Contact Us
News

Philly's Lagging Job Recovery Is A Millstone Around Center City's Neck

Philadelphia's downtown recovery has come a long way since the pandemic, but it is lagging peer and neighboring cities in one of the most crucial areas: jobs.

Placeholder
The Philadelphia skyline, seen from the south in early 2020

Philly had only recovered 70% of the 126,500 jobs it lost during the first two months of the pandemic by February, Center City District found in its annual State of Center City report. Nationwide, about 87% of jobs had been recovered in the same interval, while for the greater Philadelphia region, that number stands at 84%.

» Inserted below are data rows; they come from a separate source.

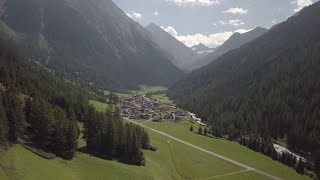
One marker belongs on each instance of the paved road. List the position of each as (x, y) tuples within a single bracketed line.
[(211, 153)]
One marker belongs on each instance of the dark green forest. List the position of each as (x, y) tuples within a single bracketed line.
[(42, 110), (267, 89), (61, 37)]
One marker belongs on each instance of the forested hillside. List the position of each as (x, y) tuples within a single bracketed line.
[(234, 42), (42, 110), (91, 40), (268, 88), (182, 55)]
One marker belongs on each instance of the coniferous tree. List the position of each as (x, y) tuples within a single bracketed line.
[(205, 131), (15, 115), (4, 129), (43, 123), (200, 130), (145, 140), (300, 167)]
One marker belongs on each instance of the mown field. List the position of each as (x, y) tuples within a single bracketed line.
[(172, 160), (227, 148)]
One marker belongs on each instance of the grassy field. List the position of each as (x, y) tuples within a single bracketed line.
[(172, 160), (162, 98), (145, 89), (227, 148), (101, 107)]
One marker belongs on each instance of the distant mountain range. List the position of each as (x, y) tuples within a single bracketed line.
[(265, 89), (89, 39), (202, 49), (234, 42), (182, 54), (188, 59)]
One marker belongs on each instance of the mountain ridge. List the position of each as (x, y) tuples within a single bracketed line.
[(92, 40), (181, 53)]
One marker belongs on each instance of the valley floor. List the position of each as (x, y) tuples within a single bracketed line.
[(174, 159)]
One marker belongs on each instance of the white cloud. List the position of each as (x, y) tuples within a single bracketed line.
[(236, 22), (233, 22), (156, 13), (134, 15), (301, 4), (185, 3), (236, 11), (171, 31), (212, 40), (242, 31)]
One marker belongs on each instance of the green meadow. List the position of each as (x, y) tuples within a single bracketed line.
[(172, 160), (232, 150)]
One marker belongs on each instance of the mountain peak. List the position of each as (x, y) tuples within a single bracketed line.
[(152, 25)]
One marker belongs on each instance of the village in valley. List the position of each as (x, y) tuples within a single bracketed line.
[(138, 107)]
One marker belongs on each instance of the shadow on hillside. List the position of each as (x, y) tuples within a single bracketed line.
[(85, 150)]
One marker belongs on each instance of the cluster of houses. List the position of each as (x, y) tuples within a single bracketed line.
[(140, 107)]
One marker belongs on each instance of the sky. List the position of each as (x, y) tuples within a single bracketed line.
[(210, 22)]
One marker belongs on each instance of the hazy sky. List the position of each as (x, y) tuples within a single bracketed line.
[(210, 22)]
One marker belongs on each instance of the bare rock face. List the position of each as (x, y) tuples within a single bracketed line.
[(93, 37)]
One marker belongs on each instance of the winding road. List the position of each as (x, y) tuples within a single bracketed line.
[(248, 168)]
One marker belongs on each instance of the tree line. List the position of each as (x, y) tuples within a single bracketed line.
[(108, 135), (42, 109)]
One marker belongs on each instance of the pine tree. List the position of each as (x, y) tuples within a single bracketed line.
[(300, 167), (4, 129), (15, 115), (145, 140), (200, 130), (42, 123), (205, 132)]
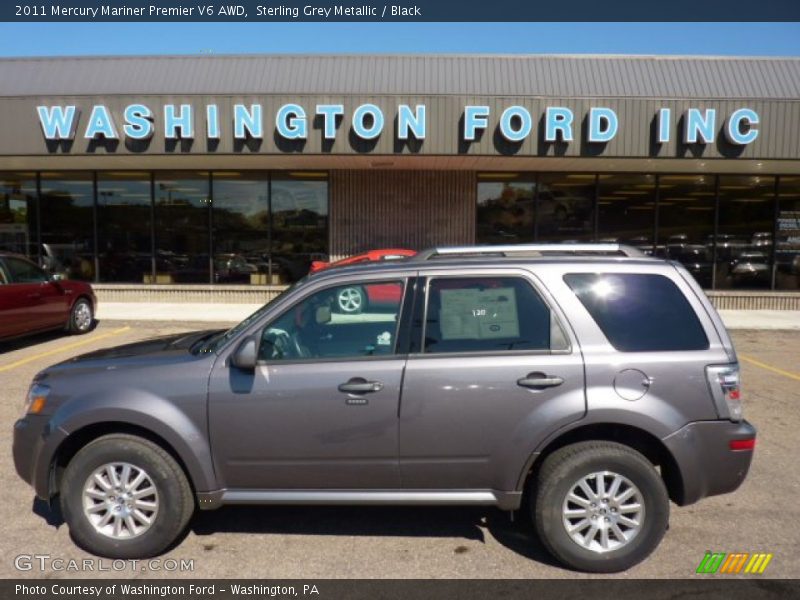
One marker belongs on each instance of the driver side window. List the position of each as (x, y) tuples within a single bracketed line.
[(23, 271), (346, 321)]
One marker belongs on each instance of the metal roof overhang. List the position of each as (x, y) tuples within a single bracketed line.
[(396, 162)]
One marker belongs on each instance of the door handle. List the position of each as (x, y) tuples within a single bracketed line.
[(358, 385), (540, 381)]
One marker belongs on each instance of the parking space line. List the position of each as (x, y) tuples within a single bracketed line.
[(758, 363), (83, 342)]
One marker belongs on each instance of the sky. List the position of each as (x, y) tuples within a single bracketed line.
[(59, 39)]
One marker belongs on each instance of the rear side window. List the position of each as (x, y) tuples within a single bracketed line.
[(639, 312), (487, 314)]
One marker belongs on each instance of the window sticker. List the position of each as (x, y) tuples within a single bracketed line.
[(479, 314)]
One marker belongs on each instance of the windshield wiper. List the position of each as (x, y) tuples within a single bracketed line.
[(203, 344)]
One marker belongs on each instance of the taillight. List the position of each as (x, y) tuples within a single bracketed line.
[(725, 385), (743, 444)]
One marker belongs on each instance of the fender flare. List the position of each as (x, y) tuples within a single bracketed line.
[(136, 408)]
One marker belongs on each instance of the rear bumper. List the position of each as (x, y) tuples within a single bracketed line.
[(706, 462)]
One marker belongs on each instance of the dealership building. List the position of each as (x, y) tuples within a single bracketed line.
[(232, 173)]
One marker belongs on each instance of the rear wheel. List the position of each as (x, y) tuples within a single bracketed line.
[(599, 506), (81, 317), (125, 497)]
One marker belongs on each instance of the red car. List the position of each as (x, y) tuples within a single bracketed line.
[(32, 301), (354, 300)]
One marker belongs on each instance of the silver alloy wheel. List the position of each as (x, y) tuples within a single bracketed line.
[(120, 500), (82, 316), (350, 300), (603, 511)]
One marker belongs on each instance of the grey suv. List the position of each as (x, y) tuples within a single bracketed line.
[(586, 384)]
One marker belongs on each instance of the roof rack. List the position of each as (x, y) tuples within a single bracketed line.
[(531, 249)]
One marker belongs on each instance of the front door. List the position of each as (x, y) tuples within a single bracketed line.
[(495, 372), (320, 410)]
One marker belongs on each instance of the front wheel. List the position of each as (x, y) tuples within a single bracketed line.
[(125, 497), (600, 506), (350, 300), (81, 317)]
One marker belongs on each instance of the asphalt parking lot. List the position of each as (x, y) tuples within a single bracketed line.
[(361, 542)]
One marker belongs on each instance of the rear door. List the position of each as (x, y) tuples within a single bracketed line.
[(46, 305), (494, 370), (14, 313)]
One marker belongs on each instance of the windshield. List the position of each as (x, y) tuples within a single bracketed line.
[(218, 341)]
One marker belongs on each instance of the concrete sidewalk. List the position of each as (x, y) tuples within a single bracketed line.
[(233, 313)]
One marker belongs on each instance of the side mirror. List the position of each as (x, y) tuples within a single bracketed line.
[(246, 354)]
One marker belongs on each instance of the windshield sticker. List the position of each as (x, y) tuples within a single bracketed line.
[(479, 314)]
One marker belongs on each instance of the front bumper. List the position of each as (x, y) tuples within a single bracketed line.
[(707, 465), (31, 452)]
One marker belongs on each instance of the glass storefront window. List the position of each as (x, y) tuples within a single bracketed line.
[(18, 213), (67, 224), (124, 244), (299, 223), (182, 203), (686, 223), (566, 207), (744, 241), (241, 227), (626, 210), (787, 249), (505, 212)]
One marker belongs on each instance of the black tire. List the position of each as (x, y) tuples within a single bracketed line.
[(563, 469), (81, 317), (175, 498)]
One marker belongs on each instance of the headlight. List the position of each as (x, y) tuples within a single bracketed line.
[(37, 398)]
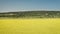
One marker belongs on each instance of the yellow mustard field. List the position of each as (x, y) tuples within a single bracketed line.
[(30, 26)]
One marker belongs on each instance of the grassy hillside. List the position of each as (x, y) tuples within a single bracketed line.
[(32, 14)]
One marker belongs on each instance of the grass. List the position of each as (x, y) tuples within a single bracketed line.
[(30, 26)]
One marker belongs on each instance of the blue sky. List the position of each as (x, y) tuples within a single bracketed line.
[(15, 5)]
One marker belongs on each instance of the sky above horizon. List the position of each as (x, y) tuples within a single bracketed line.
[(16, 5)]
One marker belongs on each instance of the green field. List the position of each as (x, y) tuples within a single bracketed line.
[(30, 26)]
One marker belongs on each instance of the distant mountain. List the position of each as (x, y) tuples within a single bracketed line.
[(31, 14)]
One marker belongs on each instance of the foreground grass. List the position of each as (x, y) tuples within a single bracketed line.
[(30, 26)]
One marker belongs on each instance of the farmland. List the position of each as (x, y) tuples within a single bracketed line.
[(30, 26), (30, 22)]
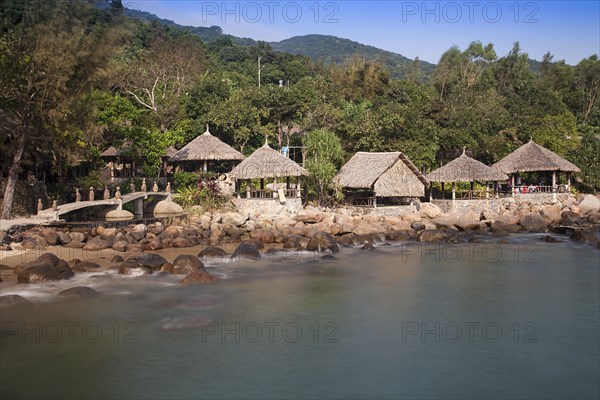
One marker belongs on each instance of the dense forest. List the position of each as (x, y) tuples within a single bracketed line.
[(77, 79)]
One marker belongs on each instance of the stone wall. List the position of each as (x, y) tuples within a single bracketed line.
[(26, 197), (463, 207), (267, 206)]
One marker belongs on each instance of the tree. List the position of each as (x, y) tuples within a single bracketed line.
[(50, 54), (324, 155)]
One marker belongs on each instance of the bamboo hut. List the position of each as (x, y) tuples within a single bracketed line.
[(204, 149), (121, 161), (465, 169), (266, 163), (531, 157), (391, 176)]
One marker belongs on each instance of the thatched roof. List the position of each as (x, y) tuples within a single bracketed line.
[(170, 152), (387, 174), (267, 163), (111, 152), (114, 152), (465, 169), (207, 147), (532, 157)]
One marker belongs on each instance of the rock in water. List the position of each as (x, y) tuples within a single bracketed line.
[(322, 241), (79, 291), (167, 208), (199, 278), (13, 300), (185, 264), (246, 251)]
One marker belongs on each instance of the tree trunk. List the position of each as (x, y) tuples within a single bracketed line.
[(11, 182)]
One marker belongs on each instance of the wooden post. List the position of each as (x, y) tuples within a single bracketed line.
[(512, 190), (554, 185)]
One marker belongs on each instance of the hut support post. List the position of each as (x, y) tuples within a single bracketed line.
[(554, 185), (512, 188), (453, 196)]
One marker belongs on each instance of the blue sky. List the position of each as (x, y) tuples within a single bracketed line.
[(570, 30)]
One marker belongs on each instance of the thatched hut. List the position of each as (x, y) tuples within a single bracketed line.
[(390, 176), (266, 163), (204, 149), (531, 157), (121, 161), (465, 169)]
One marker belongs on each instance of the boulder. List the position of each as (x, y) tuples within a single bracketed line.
[(120, 246), (265, 236), (77, 236), (432, 236), (46, 272), (154, 244), (589, 203), (199, 278), (119, 215), (581, 236), (13, 300), (551, 213), (367, 246), (367, 229), (234, 219), (212, 251), (308, 217), (322, 241), (116, 259), (182, 242), (51, 236), (79, 292), (167, 208), (246, 251), (185, 264), (533, 222), (97, 244), (430, 210)]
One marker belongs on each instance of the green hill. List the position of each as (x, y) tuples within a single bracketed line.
[(332, 49)]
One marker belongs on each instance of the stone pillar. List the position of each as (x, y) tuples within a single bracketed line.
[(554, 185), (139, 207), (512, 190)]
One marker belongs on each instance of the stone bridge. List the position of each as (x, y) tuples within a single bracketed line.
[(104, 206)]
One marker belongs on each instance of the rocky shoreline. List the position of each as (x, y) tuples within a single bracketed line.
[(311, 229)]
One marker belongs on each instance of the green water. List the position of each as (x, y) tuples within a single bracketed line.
[(481, 321)]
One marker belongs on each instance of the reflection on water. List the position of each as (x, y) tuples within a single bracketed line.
[(399, 322)]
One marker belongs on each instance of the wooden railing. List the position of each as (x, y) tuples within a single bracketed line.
[(267, 194)]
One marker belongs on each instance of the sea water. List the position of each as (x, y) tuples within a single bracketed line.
[(519, 320)]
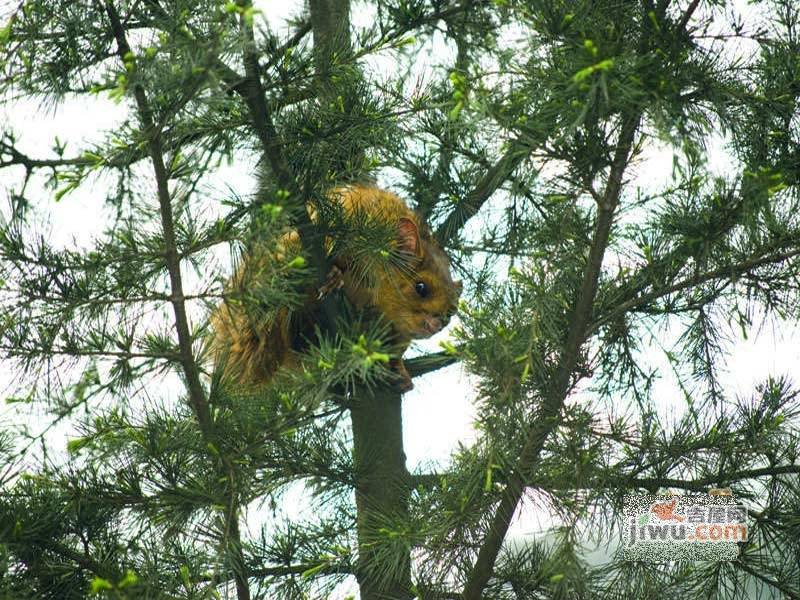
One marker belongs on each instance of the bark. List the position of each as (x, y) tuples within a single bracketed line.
[(382, 490)]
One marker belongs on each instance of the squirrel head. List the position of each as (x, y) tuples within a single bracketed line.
[(418, 300)]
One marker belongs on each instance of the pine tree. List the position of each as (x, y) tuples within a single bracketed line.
[(521, 147)]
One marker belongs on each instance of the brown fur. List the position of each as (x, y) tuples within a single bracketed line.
[(255, 345)]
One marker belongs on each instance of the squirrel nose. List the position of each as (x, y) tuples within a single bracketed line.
[(433, 324)]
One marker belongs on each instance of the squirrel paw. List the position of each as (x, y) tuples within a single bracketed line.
[(334, 281), (403, 383)]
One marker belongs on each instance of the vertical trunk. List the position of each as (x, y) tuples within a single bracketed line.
[(382, 490), (382, 482)]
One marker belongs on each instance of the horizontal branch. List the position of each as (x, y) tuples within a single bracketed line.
[(421, 365), (727, 271)]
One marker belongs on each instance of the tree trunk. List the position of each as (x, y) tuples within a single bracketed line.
[(382, 490)]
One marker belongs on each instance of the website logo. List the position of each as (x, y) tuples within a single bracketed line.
[(693, 527)]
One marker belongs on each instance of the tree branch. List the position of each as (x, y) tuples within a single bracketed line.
[(552, 404), (730, 271), (421, 365), (197, 397), (495, 177)]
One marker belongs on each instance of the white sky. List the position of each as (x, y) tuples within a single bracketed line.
[(438, 413)]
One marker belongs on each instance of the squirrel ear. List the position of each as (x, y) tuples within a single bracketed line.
[(408, 236)]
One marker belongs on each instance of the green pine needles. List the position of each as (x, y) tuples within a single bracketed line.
[(616, 182)]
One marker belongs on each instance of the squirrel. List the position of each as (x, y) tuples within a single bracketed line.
[(417, 299)]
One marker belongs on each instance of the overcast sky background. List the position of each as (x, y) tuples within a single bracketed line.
[(438, 413)]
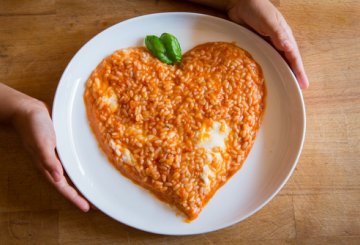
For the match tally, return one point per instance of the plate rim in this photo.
(267, 200)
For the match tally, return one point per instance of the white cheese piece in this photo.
(110, 99)
(213, 137)
(127, 157)
(205, 176)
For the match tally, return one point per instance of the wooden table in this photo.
(320, 203)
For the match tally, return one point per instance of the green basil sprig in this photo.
(166, 48)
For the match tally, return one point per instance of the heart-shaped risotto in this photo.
(180, 131)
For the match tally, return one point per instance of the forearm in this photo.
(13, 102)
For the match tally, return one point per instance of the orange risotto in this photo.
(180, 131)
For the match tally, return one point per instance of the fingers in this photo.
(265, 19)
(283, 40)
(51, 167)
(68, 192)
(50, 163)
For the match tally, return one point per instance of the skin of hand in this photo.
(32, 121)
(264, 18)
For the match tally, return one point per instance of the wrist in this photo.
(23, 108)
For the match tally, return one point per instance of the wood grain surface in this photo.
(319, 204)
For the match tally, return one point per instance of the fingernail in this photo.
(286, 44)
(56, 175)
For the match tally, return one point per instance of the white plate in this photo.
(267, 168)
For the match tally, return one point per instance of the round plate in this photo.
(265, 171)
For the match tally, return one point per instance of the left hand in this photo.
(264, 18)
(35, 127)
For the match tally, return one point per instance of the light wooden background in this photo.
(320, 203)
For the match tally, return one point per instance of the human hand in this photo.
(33, 123)
(264, 18)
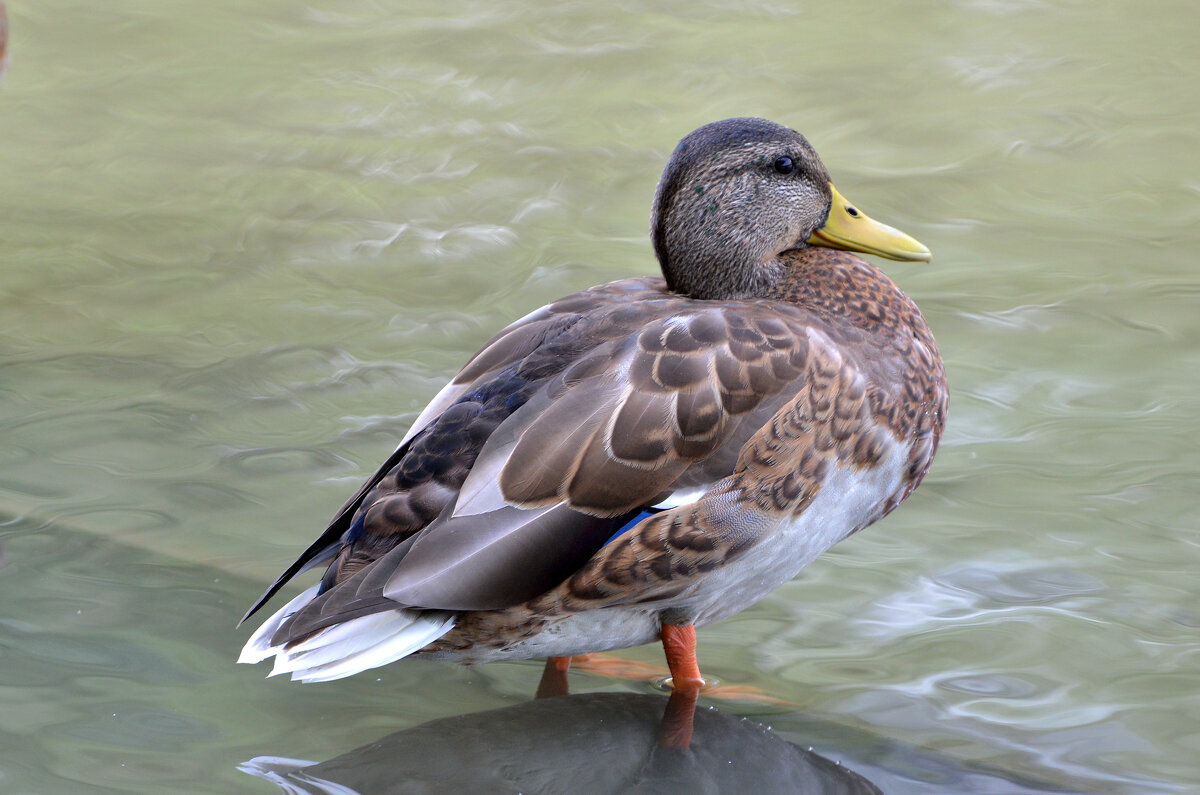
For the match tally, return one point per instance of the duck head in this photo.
(738, 193)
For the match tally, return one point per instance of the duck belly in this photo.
(850, 498)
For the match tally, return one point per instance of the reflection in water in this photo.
(599, 742)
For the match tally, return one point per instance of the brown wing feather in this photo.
(597, 404)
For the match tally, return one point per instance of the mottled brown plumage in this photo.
(766, 399)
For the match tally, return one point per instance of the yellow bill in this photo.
(850, 229)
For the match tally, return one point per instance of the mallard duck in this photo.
(646, 456)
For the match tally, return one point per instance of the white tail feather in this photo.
(347, 647)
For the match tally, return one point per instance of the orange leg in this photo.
(675, 730)
(553, 677)
(679, 646)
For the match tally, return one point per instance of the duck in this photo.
(646, 456)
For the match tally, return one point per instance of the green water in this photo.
(243, 244)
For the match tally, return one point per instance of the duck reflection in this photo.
(597, 742)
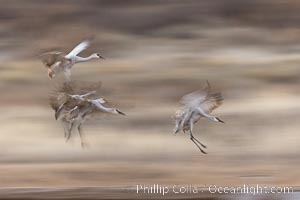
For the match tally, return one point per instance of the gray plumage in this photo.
(196, 105)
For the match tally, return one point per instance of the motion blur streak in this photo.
(155, 52)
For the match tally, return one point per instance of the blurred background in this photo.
(156, 51)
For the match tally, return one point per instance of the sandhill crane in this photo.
(57, 62)
(196, 105)
(74, 108)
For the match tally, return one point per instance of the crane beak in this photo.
(219, 120)
(50, 74)
(99, 56)
(121, 113)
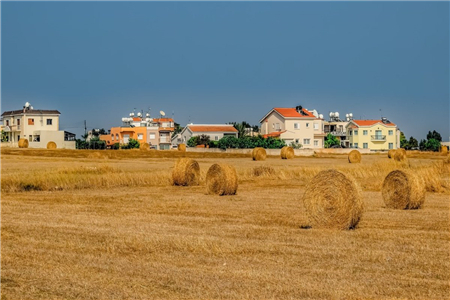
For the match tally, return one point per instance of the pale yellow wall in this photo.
(360, 138)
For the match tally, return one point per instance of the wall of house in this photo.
(374, 144)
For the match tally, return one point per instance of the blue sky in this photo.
(217, 62)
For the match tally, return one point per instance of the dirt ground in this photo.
(152, 240)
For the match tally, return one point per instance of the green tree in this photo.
(331, 140)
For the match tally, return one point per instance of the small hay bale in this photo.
(23, 143)
(259, 153)
(333, 200)
(403, 190)
(51, 145)
(354, 157)
(287, 152)
(400, 155)
(186, 172)
(144, 146)
(391, 153)
(221, 179)
(263, 171)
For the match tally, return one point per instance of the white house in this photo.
(214, 131)
(296, 125)
(39, 126)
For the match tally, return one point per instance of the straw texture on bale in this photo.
(221, 179)
(354, 156)
(400, 155)
(403, 190)
(23, 143)
(287, 152)
(51, 145)
(333, 200)
(144, 146)
(259, 153)
(391, 153)
(186, 172)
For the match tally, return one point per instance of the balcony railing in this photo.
(378, 138)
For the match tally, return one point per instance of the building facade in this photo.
(294, 125)
(154, 131)
(373, 134)
(38, 126)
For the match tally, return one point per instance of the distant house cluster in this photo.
(297, 126)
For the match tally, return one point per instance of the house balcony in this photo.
(378, 138)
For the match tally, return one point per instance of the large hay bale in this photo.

Center City office buildings are still only 51% as full as they were in the months before the pandemic, but job loss between the first two months of the pandemic and this past February was in the single digits for office-using sectors. Restaurant, hospitality and leisure service jobs were down 28% over that time period.

"The absence of professionals, the reluctance of some to come back to offices, could result in the permanent loss of many building maintenance, transportation, retail, hospitality and service jobs that rely on face-to-face interaction," CCD CEO Paul Levy said in his introductory statement to the annual report.

The economic impact of fewer behinds in office seats goes beyond supportive and service businesses losing customers. Philadelphia relies on a wage tax for an outsized portion of its revenue compared to most other cities, and workers based in the suburbs who were allowed to work remotely full time were exempt from paying wage tax.

At the leasing level, Philly's core office market rose from 12.7% to 18.3% vacancy from 2019 to the end of 2021, leaving it with essentially the same vacancy rate as the central business district of Chicago, one of the cities hit hardest by pandemic-era migration trends. But in the fourth quarter, Philly office absorption turned positive for the first time since the first quarter of 2020.

Several owners of office properties losing tenants have been looking into converting their spaces to life sciences, in keeping with the dominant trend in the city, but the CCD report does not indicate that further hemorrhaging of space will be severe. A survey the organization conducted of 114 downtown employers in January, after the omicron variant threw yet another curveball at office tenants, found that 63% of respondents expected to keep their current footprint, 21% anticipated contracting their space and 16% expected to expand.